Du Minghui, Ren Yuxiang, Zhang Yang, Li Wenwen, Yang Hongtao, Chu Huiying, Zhao Yongshan
School of Life Science and Bio-Pharmaceutics, Shenyang Pharmaceutical University, Shenyang, 110016, China.
State Key Laboratory of Molecular Reaction Dynamics, Dalian Institute of Chemical Physics, Chinese Academy of Sciences, Dalian, 116000, China.
Interdiscip Sci. 2025 Mar;17(1):27-41. doi: 10.1007/s12539-024-00656-5. Epub 2024 Sep 30.
The sluggish pace of new antibacterial drug development reflects a vulnerability in the face of the current severe threat posed by bacterial resistance. Microbial natural products (NPs), as a reservoir of immense chemical potential, have emerged as the most promising avenue for the discovery of next generation antibacterial agent. Directly accessing the antibacterial activity of potential products derived from biosynthetic gene clusters (BGCs) would significantly expedite the process. To tackle this issue, we propose a CSEL-BGC framework that integrates machine learning (ML) techniques. This framework involves the development of a novel cascade-stacking ensemble learning (CSEL) model and the establishment of a groundbreaking model evaluation system. Based on this framework, we predict 6,666 BGCs with antibacterial activity from 3,468 complete bacterial genomes and elucidate a biosynthetic evolutionary landscape to reveal their antibacterial potential. This provides crucial insights for interpretating the synthesis and secretion mechanisms of unknown NPs.

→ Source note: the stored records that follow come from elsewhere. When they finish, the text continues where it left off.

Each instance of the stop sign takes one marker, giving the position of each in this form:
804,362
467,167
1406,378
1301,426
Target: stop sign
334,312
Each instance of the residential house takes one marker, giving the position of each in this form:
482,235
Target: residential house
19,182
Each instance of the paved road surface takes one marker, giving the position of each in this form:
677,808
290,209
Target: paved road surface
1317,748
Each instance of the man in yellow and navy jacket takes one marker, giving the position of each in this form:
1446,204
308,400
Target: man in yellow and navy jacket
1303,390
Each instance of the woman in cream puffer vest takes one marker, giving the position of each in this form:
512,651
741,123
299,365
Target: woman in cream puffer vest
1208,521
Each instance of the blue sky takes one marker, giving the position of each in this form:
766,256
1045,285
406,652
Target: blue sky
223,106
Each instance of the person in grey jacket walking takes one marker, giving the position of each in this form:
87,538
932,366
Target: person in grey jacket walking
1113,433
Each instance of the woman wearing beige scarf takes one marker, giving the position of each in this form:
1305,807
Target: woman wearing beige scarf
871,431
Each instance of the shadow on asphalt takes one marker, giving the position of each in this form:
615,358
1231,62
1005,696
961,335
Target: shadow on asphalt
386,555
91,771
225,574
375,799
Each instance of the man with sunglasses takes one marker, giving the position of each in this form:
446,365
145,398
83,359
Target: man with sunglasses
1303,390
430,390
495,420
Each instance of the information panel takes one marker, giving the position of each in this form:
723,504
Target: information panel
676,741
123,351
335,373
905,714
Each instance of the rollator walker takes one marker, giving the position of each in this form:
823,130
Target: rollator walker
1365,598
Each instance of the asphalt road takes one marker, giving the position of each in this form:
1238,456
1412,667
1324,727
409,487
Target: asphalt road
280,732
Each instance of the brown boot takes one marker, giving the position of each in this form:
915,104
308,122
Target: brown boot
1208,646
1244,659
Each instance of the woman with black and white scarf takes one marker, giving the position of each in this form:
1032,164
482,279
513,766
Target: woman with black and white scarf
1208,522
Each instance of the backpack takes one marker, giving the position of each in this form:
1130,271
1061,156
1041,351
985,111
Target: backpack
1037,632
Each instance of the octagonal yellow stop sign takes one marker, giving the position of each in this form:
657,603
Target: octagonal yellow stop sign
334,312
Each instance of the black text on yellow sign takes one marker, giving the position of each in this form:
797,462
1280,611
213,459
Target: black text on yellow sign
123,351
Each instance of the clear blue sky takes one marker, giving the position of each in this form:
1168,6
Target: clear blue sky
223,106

新型抗菌药物研发的缓慢步伐反映出面对当前细菌耐药性构成的严重威胁时的脆弱性。微生物天然产物(NPs)作为巨大化学潜力的宝库,已成为发现下一代抗菌剂最有前景的途径。直接获取源自生物合成基因簇(BGCs)的潜在产物的抗菌活性将显著加快这一进程。为解决这个问题,我们提出了一个整合机器学习(ML)技术的CSEL - BGC框架。该框架涉及开发一种新型的级联堆叠集成学习(CSEL)模型以及建立一个开创性的模型评估系统。基于此框架,我们从3468个完整细菌基因组中预测出6666个具有抗菌活性的BGCs,并阐明生物合成进化景观以揭示它们的抗菌潜力。这为解释未知NPs的合成和分泌机制提供了关键见解。